On Monday, October 20, 2025, multiple KnowBe4 products, including Defend, KSAT, and PhishER, experienced major service degradation following a regional AWS outage in US-EAST-1.
According to AWS’s official post-event summary, the root cause was a race condition in the control-plane DNS infrastructure for Amazon DynamoDB, which prevented proper DNS resolution for DynamoDB endpoints. This failure caused a cascade of dependency failures across several AWS services that KnowBe4 leverages for delivery of our products, including ECS, Lambda, SQS, and Networking, all of which depend on DynamoDB for state management and metadata coordination.
The disruption led to widespread queue accumulation, container launch failures, and elevated latency across KnowBe4’s systems. Basic platform functionality (web navigation, login, and API access) was restored for most services by 18:15 (UTC), and full service restoration was completed by 22:00 (UTC), with no data loss reported.

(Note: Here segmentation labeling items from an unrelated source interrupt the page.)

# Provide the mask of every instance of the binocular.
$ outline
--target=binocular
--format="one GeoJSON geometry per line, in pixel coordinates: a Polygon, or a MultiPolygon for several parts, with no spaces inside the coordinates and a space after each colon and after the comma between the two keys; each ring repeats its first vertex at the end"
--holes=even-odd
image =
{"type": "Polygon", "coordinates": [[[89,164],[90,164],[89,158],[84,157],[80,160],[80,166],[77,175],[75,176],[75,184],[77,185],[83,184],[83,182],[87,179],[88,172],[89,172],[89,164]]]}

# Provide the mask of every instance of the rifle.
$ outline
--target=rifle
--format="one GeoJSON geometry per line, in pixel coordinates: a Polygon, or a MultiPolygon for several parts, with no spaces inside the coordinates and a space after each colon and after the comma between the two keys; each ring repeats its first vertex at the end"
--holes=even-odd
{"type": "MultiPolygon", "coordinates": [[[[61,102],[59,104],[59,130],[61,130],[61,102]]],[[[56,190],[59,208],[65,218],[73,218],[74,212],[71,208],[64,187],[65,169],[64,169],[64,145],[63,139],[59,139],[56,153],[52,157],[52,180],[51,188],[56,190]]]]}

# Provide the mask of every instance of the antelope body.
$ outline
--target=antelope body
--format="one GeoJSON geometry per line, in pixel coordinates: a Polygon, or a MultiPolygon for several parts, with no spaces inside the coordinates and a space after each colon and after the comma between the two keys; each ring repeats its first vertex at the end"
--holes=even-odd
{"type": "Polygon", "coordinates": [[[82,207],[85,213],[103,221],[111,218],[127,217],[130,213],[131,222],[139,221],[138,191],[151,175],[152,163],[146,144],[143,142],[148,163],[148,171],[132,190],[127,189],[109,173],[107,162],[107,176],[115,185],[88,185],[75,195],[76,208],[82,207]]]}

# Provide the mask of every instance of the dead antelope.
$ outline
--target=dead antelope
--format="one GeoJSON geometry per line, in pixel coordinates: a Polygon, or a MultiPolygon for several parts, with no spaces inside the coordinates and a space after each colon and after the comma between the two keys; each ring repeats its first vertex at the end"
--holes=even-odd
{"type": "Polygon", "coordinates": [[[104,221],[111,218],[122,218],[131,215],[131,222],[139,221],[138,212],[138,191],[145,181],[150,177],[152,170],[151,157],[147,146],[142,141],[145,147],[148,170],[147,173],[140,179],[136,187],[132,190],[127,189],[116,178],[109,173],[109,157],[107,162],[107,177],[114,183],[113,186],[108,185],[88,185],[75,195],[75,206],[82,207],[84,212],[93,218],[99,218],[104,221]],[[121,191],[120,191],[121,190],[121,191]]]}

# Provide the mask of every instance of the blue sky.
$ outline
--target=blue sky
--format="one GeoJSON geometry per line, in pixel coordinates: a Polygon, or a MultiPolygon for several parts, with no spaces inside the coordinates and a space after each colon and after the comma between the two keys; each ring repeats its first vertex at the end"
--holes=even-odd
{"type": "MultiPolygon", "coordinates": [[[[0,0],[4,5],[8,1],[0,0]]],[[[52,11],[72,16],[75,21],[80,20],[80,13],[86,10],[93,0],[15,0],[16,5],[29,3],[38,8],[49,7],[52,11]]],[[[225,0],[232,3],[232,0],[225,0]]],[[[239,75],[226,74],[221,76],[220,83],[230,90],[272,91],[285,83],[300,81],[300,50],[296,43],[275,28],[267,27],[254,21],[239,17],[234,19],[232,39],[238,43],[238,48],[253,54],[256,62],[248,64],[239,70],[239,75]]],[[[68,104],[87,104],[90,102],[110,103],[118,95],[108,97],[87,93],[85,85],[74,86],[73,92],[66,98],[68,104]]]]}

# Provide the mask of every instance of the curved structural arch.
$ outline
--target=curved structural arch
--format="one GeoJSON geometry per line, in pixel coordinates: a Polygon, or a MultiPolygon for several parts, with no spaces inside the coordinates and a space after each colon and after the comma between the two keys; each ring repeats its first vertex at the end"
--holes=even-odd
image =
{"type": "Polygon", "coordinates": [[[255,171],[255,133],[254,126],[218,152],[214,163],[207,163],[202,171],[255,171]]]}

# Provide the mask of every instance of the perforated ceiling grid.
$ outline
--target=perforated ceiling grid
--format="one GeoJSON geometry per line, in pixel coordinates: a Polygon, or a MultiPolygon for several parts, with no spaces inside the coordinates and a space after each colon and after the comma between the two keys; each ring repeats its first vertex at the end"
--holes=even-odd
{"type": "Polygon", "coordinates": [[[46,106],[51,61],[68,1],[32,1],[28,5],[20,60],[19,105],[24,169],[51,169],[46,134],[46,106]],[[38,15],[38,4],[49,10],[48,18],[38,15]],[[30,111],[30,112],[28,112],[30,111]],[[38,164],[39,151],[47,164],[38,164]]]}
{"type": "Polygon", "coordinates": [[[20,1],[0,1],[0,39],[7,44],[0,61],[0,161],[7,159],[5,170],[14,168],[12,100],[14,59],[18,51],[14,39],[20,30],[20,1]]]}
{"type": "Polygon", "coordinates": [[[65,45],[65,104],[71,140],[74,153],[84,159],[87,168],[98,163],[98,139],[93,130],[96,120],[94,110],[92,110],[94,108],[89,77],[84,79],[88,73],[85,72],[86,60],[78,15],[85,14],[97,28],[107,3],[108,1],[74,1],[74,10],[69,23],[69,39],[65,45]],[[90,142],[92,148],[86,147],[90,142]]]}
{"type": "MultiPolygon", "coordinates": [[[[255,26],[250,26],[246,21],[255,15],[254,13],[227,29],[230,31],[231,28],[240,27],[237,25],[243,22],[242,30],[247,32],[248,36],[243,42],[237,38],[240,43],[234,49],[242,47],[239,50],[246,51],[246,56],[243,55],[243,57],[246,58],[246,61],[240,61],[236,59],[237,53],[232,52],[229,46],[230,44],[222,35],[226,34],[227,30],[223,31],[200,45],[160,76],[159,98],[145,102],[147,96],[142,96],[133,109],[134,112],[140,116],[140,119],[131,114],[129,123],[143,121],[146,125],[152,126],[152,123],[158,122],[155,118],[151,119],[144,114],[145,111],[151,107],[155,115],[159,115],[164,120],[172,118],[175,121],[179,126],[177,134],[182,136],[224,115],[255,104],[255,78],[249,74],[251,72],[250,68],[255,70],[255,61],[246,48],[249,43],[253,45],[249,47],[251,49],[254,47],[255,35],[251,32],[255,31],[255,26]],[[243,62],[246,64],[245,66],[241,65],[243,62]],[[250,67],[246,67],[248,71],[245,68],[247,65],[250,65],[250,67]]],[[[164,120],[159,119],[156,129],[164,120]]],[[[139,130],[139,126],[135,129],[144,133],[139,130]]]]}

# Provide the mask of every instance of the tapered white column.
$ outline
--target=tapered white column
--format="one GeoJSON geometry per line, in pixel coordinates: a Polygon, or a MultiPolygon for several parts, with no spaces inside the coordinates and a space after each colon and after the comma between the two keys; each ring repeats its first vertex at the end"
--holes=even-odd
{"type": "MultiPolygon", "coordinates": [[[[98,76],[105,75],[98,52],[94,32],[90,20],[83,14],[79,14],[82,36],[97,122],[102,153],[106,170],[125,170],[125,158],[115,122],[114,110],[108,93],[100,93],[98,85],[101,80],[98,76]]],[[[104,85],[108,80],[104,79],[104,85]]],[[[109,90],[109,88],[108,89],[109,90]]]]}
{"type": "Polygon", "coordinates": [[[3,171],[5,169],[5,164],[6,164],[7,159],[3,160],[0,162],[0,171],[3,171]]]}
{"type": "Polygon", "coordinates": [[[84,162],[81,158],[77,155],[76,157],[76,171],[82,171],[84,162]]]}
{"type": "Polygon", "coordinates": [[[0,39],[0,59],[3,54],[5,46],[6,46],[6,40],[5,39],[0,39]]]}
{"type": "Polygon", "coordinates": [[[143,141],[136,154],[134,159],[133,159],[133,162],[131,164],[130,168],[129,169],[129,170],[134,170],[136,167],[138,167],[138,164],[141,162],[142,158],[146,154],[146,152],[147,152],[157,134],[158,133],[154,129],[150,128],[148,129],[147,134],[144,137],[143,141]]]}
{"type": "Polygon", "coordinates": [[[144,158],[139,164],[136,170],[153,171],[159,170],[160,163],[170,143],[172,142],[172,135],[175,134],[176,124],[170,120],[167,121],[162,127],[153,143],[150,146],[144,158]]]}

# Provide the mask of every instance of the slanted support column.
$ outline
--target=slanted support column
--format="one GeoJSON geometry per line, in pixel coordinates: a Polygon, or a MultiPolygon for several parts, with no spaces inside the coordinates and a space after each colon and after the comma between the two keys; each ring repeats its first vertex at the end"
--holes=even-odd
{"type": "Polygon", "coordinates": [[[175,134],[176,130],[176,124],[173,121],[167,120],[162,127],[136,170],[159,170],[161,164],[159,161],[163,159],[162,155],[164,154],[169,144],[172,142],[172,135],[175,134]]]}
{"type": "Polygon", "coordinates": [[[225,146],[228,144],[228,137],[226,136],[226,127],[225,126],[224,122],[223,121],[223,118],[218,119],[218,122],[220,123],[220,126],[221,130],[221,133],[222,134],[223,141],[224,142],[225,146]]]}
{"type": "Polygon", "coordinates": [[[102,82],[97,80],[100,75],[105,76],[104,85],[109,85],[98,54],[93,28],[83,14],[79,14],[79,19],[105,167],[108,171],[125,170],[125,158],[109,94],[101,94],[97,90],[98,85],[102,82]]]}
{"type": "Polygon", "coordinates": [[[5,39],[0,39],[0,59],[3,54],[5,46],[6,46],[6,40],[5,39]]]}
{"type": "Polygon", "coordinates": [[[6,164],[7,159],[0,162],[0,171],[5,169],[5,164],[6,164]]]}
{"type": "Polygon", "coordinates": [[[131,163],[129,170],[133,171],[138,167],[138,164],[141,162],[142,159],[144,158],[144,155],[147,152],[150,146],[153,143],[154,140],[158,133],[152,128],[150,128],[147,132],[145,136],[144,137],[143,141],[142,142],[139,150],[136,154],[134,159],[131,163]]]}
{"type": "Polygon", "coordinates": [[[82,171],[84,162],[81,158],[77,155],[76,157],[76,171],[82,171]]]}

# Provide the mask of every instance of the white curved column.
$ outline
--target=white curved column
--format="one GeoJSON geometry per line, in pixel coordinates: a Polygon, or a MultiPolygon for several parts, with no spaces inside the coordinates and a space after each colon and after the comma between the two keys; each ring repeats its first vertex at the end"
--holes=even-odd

The following terms are provided for clarity and reference.
ECS (Elastic Container Service) – An AWS service for hosting containers, the lightweight “servers” that KnowBe4 uses to process website traffic, background jobs, and campaign tasks.
Lambda – AWS’s serverless compute platform that runs small, event-driven functions without needing a full-blown server. KnowBe4 uses this service for short-lived jobs like message classification and workflow automation.
DynamoDB – AWS’s fully managed NoSQL database. Many AWS services (and some KnowBe4 components) depend on it for storing state and metadata used to coordinate system activity.
SQS (Simple Queue Service) – A message-queuing system that temporarily stores jobs or events between services. KnowBe4 uses it to handle spikes in workload safely and ensure reliable event delivery.
Control Plane – The set of management systems that create, update, and coordinate resources (e.g., starting containers or functions). If the control plane fails, new resources can’t launch even if old ones keep running.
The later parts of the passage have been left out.